Transliterator* Transliterator::createInverse UErrorCode   status const
 

Returns this transliterator's inverse.

See the class documentation for details. This implementation simply inverts the two entities in the ID and attempts to retrieve the resulting transliterator. That is, if getID() returns "A-B", then this method will return the result of createInstance("B-A"), or null if that call fails.

Subclasses with knowledge of their inverse may wish to override this method.

Parameters:
status  Output param to filled in with a success or an error.
Returns:
a transliterator that is an inverse, not necessarily exact, of this transliterator, or null if no such transliterator is registered.
See also:
registerInstance
Stable:
ICU 2.0

virtual void Transliterator::filteredTransliterate Replaceable   text,
UTransPosition   index,
UBool    incremental,
UBool    rollback
const [private, virtual]
 

Top-level transliteration method, handling filtering, incremental and non-incremental transliteration, and rollback.

All transliteration public API methods eventually call this method with a rollback argument of TRUE. Other entities may call this method but rollback should be FALSE.
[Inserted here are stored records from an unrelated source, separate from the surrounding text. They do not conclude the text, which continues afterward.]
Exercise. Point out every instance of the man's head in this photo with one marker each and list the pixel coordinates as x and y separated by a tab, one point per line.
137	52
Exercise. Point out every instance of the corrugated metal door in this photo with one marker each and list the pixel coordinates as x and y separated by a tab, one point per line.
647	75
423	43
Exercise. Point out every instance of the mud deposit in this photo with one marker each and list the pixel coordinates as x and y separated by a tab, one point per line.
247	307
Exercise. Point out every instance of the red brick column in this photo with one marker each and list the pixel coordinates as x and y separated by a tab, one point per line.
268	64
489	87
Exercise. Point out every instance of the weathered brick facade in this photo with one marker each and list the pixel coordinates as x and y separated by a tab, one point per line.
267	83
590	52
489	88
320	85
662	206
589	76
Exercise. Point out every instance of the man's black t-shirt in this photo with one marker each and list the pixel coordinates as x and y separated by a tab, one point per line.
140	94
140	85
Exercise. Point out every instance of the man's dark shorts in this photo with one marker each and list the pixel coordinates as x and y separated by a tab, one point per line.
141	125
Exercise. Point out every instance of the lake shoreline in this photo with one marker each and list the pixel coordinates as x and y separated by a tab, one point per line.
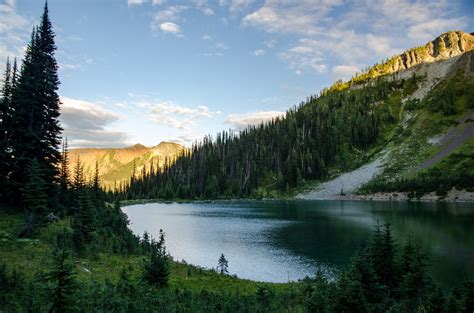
453	196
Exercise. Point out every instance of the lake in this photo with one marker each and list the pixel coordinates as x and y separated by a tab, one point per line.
277	241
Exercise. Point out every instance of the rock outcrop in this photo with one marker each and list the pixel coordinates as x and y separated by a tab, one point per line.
446	46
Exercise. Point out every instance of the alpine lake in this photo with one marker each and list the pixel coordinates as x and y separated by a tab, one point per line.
281	241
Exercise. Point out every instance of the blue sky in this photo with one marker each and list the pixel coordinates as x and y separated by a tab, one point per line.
153	70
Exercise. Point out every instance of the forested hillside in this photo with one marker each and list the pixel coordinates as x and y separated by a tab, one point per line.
320	134
116	166
330	133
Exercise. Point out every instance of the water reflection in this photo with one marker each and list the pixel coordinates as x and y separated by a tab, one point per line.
271	240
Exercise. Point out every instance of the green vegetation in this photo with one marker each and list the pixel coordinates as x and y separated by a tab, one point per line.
47	273
334	132
443	108
454	171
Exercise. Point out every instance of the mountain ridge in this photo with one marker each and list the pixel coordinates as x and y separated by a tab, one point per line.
116	165
446	46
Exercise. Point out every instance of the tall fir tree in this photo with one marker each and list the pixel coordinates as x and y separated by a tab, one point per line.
63	278
5	104
34	192
35	111
64	168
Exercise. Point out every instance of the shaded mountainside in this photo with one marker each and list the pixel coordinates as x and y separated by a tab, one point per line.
116	165
433	150
446	46
394	110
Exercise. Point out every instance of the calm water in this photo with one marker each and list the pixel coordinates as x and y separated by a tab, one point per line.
280	240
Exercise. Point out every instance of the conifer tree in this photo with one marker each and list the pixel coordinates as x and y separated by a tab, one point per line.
34	192
223	264
62	276
5	103
35	113
156	269
64	170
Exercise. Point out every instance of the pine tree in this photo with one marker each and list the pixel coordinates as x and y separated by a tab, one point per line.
5	104
64	169
78	181
62	276
35	113
86	215
223	265
34	192
156	269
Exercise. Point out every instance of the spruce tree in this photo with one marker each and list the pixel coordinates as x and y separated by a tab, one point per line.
223	265
156	269
34	192
62	276
35	125
64	169
5	103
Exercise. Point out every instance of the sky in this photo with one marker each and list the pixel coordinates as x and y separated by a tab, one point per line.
146	71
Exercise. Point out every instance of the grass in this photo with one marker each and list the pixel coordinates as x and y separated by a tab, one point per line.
32	255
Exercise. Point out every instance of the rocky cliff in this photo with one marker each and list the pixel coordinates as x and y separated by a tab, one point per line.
117	165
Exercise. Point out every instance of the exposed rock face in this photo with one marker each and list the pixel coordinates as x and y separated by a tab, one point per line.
117	165
445	46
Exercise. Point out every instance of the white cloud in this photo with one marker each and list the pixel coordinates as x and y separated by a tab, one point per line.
328	33
270	43
239	5
258	52
208	11
241	121
86	124
169	27
170	14
171	114
136	2
14	31
221	46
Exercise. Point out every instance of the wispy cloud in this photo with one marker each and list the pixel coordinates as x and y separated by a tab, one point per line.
172	28
86	124
135	2
176	116
258	52
14	31
332	31
241	121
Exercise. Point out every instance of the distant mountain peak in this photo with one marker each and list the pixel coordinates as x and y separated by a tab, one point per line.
137	146
447	45
116	165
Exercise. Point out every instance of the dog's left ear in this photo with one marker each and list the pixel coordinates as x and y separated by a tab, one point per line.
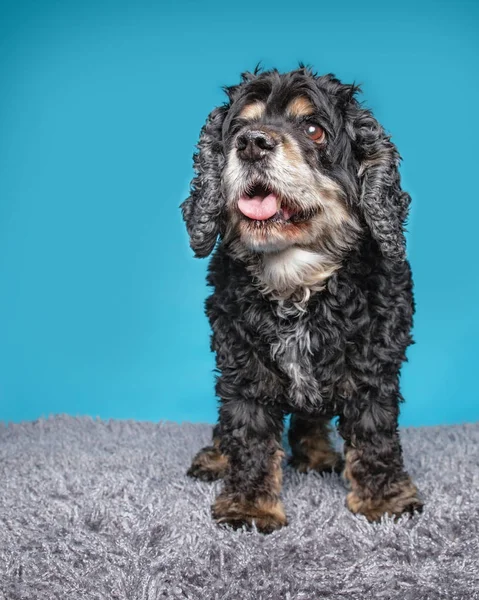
202	211
383	203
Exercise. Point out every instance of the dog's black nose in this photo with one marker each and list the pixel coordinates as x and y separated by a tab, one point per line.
254	144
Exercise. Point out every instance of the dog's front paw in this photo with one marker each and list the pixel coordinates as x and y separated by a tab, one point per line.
402	498
267	514
208	465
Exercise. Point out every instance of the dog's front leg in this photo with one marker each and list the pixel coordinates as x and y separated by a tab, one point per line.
251	438
374	464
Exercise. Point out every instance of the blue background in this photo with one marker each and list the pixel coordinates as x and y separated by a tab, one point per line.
101	302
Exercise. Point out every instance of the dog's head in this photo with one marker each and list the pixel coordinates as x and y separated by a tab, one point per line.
293	160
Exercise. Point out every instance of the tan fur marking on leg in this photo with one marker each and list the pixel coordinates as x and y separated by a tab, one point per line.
400	497
266	511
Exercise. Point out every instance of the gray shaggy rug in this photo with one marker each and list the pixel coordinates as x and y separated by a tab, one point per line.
103	510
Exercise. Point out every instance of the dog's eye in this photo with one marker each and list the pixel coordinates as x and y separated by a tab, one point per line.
314	132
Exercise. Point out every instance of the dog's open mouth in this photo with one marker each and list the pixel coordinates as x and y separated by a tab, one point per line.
261	203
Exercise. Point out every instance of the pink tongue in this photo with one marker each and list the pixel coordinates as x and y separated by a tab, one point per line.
259	207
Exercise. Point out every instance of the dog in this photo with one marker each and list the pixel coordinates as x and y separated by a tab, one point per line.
297	192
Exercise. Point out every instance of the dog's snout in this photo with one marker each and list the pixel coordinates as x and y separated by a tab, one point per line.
254	144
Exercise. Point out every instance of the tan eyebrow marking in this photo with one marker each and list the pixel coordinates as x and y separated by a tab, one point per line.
300	107
255	110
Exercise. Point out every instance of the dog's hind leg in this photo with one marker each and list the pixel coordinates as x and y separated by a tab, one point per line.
209	464
311	445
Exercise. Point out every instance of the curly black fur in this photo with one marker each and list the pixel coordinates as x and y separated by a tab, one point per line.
333	352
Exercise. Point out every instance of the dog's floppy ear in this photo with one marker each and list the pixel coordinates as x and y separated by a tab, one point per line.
202	211
383	203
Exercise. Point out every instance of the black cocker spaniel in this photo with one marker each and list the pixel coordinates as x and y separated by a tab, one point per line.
297	186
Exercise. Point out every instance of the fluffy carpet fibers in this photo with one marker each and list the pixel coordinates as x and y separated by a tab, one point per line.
103	510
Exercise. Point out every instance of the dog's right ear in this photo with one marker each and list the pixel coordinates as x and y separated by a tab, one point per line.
203	210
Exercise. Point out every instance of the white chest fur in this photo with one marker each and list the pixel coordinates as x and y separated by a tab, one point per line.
284	273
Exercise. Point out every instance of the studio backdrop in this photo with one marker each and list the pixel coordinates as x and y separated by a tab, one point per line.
101	300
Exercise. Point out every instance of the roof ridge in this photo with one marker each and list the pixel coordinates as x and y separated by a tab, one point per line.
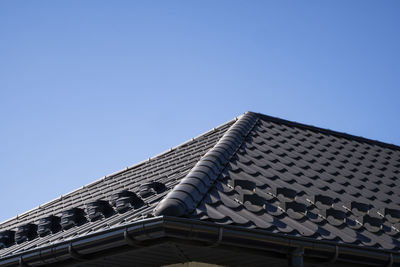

If this transliterator has a filter, break up the input text into runs of unfiltered characters. Pass each run to <subclass>.handleTransliterate().

In incremental mode, if rollback is TRUE, perform a special incremental procedure in which several passes are made over the input text, adding one character at a time, and committing successful transliterations as they occur. Unsuccessful transliterations are rolled back and retried with additional characters to give correct results.

Parameters:
text  the text to be transliterated
index  the position indices
incremental  if TRUE, then assume more characters may be inserted at index.limit, and postpone processing to accomodate future incoming characters
rollback  if TRUE and if incremental is TRUE, then perform special incremental processing, as described above, and undo partial transliterations where necessary. If incremental is FALSE then this parameter is ignored.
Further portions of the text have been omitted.